2019 Continues Trend of Fewer Executions

A years-long decline in the number of death sentences and executions continues to play out nationally and in Texas--which is still the most active death penalty state. According to a new report from the Death Penalty Information Center, an anti-death penalty organization, there were a total of 22 executions carried out nationwide in 2019. That's three fewer than 2018 and the second fewest in almost three decades. It marks the fifth consecutive year with fewer than 30 executions and fewer than 50 death sentences nationwide.

Texas also reflects that declining trend in capital punishment. "This year in Texas there were nine executions, in 2018 there were 13, and in 2017 there were seven," says Jeremy Desel, spokesman for the TDCJ. "The numbers of scheduled executions and executions conducted in Texas have been pretty stable for the last five, ten years."

As for what is behind the national decline, there are fewer states carrying out executions.

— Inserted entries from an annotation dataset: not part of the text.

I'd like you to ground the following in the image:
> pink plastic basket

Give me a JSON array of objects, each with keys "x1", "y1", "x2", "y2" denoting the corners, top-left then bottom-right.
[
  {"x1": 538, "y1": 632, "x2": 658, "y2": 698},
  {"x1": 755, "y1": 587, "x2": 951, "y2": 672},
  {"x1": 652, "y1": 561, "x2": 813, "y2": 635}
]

This year alone, New Hampshire became the 21st state to abolish the death penalty, while California joined three other states in issuing a moratorium on executions. The decline in Texas executions traces back to a 2005 law that changed sentencing guidelines to allow the option of life in prison without parole for capital murder cases.

Courts have also been active in delaying or overturning death sentences, as happened several times this year. Desel points out that there were actually 20 executions scheduled in Texas this year, with less than half actually carried out. "We don't prosecute things," he says. "We just take the orders that we're given, and do what the protocols tell us to do."